Наши мирные занятия и спокойная жизнь незаметно обратили помыслы наши к религии. Манон и ранее была благочестива. Равно и я никогда не принадлежал к завзятым вольнодумцам, которые хвастают тем, что нравственную свою испорченность сочетают с безбожием. Любовь и юность были причиною нашего легкомыслия. Горький опыт возместил нашу молодость; он даровал нам то, что дала бы долгая жизнь. Наши беседы друг с другом, тихие и рассудительные, мало-помалу отвратили нас от любви порочной. Я первый предложил Манон узаконить наши отношения. Я знал ее сердце. Она была прямодушна и искренна во всяком проявлении чувств своих — качество, располагающее человека к добродетели. Я дал ей понять, чего недостает нашему счастию. «Оно должно получить благословение божие, — сказал я. — Разве с такой любящей душой, с таким чудесным сердцем можно жить в сознательном забвении долга? Пусть жили мы так во Франции, где было нам одинаково немыслимо как перестать любить друг друга, так и узаконить нашу любовь; но в Америке, где мы зависим только от себя самих, где нам не нужно считаться с условными законами света, где нас даже считают мужем и женой, кто помешает нам стать ими в действительности, почему не увенчать нашу любовь обетами, признаваемыми церковью? Что до меня, то ничего нового я вам не предлагаю, предлагая свою руку и сердце; но я готов вам принести их в дар пред алтарем».

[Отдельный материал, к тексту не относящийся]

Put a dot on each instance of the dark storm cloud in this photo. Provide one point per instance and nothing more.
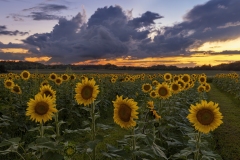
(216, 20)
(4, 31)
(44, 11)
(111, 32)
(106, 34)
(47, 8)
(43, 16)
(117, 22)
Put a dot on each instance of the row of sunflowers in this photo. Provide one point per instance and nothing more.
(165, 116)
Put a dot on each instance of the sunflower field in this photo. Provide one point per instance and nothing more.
(107, 116)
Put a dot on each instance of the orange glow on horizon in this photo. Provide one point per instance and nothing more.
(179, 61)
(36, 59)
(14, 50)
(219, 46)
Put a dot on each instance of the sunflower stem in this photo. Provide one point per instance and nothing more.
(133, 143)
(198, 138)
(93, 129)
(57, 125)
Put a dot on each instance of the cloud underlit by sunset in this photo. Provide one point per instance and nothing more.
(125, 33)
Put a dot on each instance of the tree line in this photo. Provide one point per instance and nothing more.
(25, 65)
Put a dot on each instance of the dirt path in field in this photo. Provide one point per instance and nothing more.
(227, 135)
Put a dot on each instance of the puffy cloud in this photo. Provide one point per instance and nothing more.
(3, 31)
(112, 32)
(216, 20)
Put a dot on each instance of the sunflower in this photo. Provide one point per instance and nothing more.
(155, 82)
(146, 87)
(201, 88)
(53, 76)
(48, 91)
(65, 77)
(72, 77)
(155, 114)
(16, 89)
(182, 84)
(163, 91)
(41, 108)
(150, 105)
(25, 75)
(153, 94)
(202, 79)
(207, 87)
(125, 111)
(58, 80)
(86, 92)
(167, 76)
(175, 88)
(44, 83)
(205, 116)
(186, 78)
(8, 83)
(113, 80)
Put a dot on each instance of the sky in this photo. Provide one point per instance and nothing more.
(184, 33)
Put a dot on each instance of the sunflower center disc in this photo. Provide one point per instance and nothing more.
(16, 89)
(25, 75)
(8, 83)
(48, 93)
(162, 91)
(41, 108)
(185, 79)
(175, 87)
(146, 87)
(87, 92)
(205, 116)
(124, 112)
(202, 79)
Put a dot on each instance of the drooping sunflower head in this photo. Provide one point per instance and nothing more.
(41, 108)
(163, 91)
(175, 88)
(125, 111)
(146, 87)
(25, 75)
(205, 116)
(16, 89)
(86, 92)
(48, 91)
(153, 94)
(167, 76)
(8, 83)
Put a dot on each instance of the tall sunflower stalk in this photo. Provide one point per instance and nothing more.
(205, 117)
(93, 128)
(86, 93)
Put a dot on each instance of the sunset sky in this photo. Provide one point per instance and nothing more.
(121, 32)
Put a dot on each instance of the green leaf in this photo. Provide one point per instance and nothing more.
(52, 156)
(103, 126)
(156, 149)
(149, 139)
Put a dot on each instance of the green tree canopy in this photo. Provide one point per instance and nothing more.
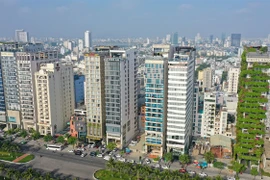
(111, 146)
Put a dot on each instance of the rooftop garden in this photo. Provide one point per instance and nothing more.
(251, 112)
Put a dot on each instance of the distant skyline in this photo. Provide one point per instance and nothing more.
(134, 18)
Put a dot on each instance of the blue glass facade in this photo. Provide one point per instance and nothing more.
(79, 88)
(154, 99)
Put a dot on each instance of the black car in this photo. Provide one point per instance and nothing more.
(77, 152)
(93, 153)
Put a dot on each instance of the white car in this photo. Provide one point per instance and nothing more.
(165, 167)
(147, 161)
(202, 174)
(122, 159)
(118, 155)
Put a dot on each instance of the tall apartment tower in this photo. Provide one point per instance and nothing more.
(95, 95)
(10, 81)
(207, 78)
(181, 67)
(54, 96)
(233, 77)
(209, 115)
(88, 39)
(121, 96)
(236, 40)
(21, 36)
(156, 69)
(27, 64)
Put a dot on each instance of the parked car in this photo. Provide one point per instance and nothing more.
(182, 170)
(78, 152)
(83, 154)
(100, 155)
(93, 153)
(147, 161)
(203, 174)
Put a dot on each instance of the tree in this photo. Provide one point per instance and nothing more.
(168, 157)
(47, 138)
(35, 135)
(254, 172)
(237, 167)
(111, 146)
(219, 165)
(209, 157)
(60, 139)
(72, 141)
(28, 174)
(23, 133)
(184, 159)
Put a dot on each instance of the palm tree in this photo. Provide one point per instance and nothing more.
(184, 159)
(28, 174)
(209, 157)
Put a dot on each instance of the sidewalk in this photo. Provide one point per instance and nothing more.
(20, 158)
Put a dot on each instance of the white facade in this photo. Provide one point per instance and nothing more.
(209, 115)
(121, 96)
(233, 76)
(207, 78)
(180, 100)
(88, 39)
(54, 97)
(27, 64)
(21, 36)
(80, 44)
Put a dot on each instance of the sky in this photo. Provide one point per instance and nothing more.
(135, 18)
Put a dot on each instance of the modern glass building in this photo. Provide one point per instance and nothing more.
(156, 105)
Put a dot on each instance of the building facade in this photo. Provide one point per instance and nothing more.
(181, 67)
(88, 39)
(156, 69)
(95, 95)
(209, 115)
(54, 96)
(27, 64)
(79, 89)
(121, 96)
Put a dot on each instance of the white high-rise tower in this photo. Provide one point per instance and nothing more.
(88, 39)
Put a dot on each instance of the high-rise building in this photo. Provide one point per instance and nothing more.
(233, 76)
(207, 78)
(121, 96)
(79, 89)
(54, 91)
(235, 40)
(156, 69)
(174, 40)
(95, 94)
(21, 36)
(181, 67)
(80, 44)
(209, 115)
(27, 64)
(10, 80)
(88, 39)
(211, 39)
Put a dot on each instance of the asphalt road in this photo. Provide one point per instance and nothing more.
(66, 165)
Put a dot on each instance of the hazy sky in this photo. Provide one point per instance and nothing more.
(134, 18)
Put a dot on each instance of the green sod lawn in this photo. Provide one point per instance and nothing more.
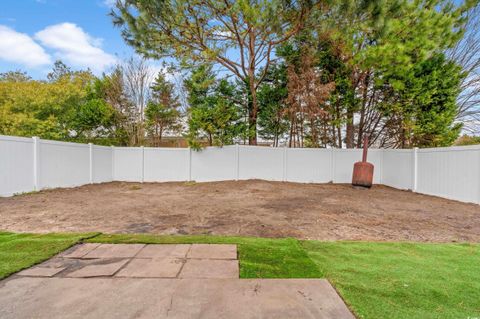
(376, 280)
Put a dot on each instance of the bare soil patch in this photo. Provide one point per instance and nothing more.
(245, 208)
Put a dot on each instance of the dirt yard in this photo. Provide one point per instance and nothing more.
(247, 208)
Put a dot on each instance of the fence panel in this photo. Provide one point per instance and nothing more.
(214, 164)
(398, 168)
(261, 163)
(63, 164)
(166, 164)
(27, 164)
(451, 172)
(16, 165)
(308, 165)
(102, 164)
(128, 164)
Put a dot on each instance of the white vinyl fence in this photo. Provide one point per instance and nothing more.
(29, 164)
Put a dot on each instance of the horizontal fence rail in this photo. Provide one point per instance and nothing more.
(32, 164)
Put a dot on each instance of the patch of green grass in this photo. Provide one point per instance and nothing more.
(20, 251)
(377, 280)
(259, 257)
(402, 280)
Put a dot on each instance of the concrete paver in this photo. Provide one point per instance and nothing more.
(78, 251)
(98, 270)
(152, 268)
(41, 271)
(158, 281)
(210, 268)
(213, 251)
(167, 251)
(109, 298)
(115, 251)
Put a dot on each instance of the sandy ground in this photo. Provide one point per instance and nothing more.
(247, 208)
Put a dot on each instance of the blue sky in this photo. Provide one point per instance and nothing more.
(35, 33)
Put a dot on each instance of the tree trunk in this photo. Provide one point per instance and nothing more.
(350, 132)
(253, 110)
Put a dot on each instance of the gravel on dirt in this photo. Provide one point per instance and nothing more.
(245, 208)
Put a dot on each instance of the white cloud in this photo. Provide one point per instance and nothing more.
(109, 3)
(75, 46)
(19, 48)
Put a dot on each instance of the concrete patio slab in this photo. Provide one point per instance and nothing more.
(164, 251)
(115, 251)
(213, 251)
(78, 251)
(152, 268)
(41, 271)
(210, 268)
(108, 298)
(98, 270)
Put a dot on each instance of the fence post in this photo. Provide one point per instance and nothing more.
(415, 169)
(36, 163)
(90, 152)
(142, 148)
(189, 164)
(113, 162)
(237, 161)
(332, 164)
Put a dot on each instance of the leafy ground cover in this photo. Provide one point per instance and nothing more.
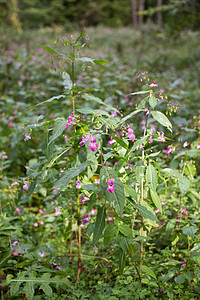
(100, 169)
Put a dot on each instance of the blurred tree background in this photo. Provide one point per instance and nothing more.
(32, 14)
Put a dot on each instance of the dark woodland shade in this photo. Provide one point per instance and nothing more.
(36, 13)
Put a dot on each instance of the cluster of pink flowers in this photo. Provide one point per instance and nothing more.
(84, 199)
(70, 122)
(27, 137)
(130, 134)
(169, 150)
(84, 140)
(78, 184)
(93, 144)
(57, 213)
(25, 186)
(85, 219)
(161, 137)
(111, 186)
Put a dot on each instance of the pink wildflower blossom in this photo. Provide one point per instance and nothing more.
(110, 184)
(153, 84)
(57, 213)
(185, 144)
(169, 150)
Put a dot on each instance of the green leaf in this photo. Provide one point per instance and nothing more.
(125, 230)
(90, 111)
(140, 92)
(117, 198)
(48, 49)
(156, 200)
(148, 271)
(162, 119)
(153, 101)
(100, 62)
(80, 37)
(58, 130)
(99, 224)
(151, 176)
(71, 173)
(144, 212)
(191, 230)
(49, 100)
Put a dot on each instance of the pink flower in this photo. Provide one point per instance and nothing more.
(113, 113)
(57, 213)
(78, 184)
(84, 140)
(153, 84)
(130, 134)
(84, 199)
(185, 144)
(27, 137)
(18, 211)
(25, 186)
(169, 150)
(150, 139)
(70, 122)
(110, 184)
(93, 146)
(111, 141)
(162, 138)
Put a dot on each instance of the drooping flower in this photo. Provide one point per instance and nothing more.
(130, 134)
(57, 213)
(153, 84)
(185, 144)
(113, 113)
(111, 186)
(93, 144)
(84, 140)
(25, 186)
(78, 184)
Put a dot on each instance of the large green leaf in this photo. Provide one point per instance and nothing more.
(100, 224)
(162, 119)
(148, 271)
(156, 200)
(151, 176)
(190, 230)
(71, 173)
(117, 198)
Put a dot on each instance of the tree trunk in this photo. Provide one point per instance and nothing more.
(133, 9)
(141, 8)
(159, 14)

Мне показалось, что речь моя преисполнила ее радостью. «Поверите ли вы, — отвечала она, — что много, много раз я думала об этом, с тех пор как мы в Америке. Только боязнь вызвать ваше недовольство побудила меня затаить в сердце это желание. Я вовсе не притязаю на высокое звание вашей супруги». — «О Манон, — воскликнул я, — ты стала бы супругой короля, если бы небесам угодно было, чтобы я родился коронованным. Не будем колебаться. Нам не угрожают никакие препятствия. Я сегодня же поговорю с губернатором и признаюсь ему, что мы обманывали его до сих пор. Пусть другие, грубые нравом любовники, — прибавил я, — страшатся неразрывных уз брачных. Они не стали бы их страшиться, будь они столь же уверены, как и мы, в крепости уз, налагаемых самою любовью».